O recaatingamento é uma proposta sobretudo para recuperação de áreas devastadas e é um processo mais complexo, pois inclui amplas medidas educativas e aprofundamento em conhecimentos sobre a natureza. Não se trata simplesmente de cercar uma área e plantar mudas. É todo um processo de recuperar o bioma. Só funciona quando em parceria com comunidades tradicionais e a agricultura familiar. Recaatingar é importante, pois a caatinga é fundamental para garantir a regularidade da temperatura, das chuvas e a fertilidade do solo do semiárido.
Que políticas públicas são necessárias para garantir o desenvolvimento social, econômico e ambiental do semiárido?

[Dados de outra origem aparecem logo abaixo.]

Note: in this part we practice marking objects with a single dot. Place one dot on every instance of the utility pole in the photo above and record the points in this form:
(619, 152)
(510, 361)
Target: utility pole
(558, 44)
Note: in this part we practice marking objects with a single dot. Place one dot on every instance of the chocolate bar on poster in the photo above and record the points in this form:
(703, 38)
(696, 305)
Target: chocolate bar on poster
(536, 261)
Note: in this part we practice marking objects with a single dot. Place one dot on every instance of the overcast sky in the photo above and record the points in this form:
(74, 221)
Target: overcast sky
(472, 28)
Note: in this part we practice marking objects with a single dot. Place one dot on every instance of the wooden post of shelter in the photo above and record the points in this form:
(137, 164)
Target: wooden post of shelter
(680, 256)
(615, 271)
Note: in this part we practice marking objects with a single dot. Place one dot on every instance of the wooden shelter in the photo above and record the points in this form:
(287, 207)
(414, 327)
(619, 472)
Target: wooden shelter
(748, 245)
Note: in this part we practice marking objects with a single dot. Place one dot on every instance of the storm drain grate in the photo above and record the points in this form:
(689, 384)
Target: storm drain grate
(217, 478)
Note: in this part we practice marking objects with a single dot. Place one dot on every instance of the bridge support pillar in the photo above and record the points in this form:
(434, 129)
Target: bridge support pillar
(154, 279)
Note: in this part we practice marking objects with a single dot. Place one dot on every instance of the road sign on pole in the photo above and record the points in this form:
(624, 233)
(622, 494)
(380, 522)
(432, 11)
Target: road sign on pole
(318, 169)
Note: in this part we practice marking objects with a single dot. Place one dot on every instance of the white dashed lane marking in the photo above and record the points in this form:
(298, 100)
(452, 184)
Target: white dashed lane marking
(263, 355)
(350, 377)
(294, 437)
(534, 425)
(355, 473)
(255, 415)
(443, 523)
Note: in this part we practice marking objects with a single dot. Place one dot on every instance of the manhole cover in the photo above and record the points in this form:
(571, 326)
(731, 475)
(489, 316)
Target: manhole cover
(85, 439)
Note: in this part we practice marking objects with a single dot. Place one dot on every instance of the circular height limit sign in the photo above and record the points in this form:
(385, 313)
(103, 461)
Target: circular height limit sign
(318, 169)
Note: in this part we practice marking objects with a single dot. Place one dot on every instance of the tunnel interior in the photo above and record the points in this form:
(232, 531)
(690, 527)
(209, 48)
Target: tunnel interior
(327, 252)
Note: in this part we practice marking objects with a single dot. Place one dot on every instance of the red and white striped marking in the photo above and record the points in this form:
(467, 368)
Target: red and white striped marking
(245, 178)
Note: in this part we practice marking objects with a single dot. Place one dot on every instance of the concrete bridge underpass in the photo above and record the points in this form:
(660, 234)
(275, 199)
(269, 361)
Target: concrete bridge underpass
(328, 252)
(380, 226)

Já existem leis estaduais de convivência com o semiárido na Bahia e em Pernambuco e devemos retomar o trabalho por uma Lei Nacional de Convivência com o Semiárido. Temos, no Plano Plurianual da Bacia do Rio São Francisco, o Eixo IV – trabalhar pela Sustentabilidade Hídrica do Semiárido com propostas para o uso de água de chuva, a implantação de energia solar e o planejamento para as mudanças climáticas nas comunidades rurais. Depende da vontade política de implantar estas propostas.
É possível conviver com o semiárido?
Sem dúvida! Uma prova é que na estiagem de 2012 a 2016, quando em vários lugares choveu somente 30% da média, a caatinga se recuperou. Não há registros de mortes por inanição, nem o fenômeno das grandes migrações, nem frentes de emergência e muito menos saques nas cidades do semiárido. Graças a Associação de Entidades do Semiárido (ASA) aprendeu-se com a captação da água de chuva, o manejo da caatinga, a criação de animais resistentes à seca, assim por diante. Mas tem um porém: vemos com grande preocupação a volta das políticas do “combate à seca”, e a eliminação dos programas de convivência com o semiárido.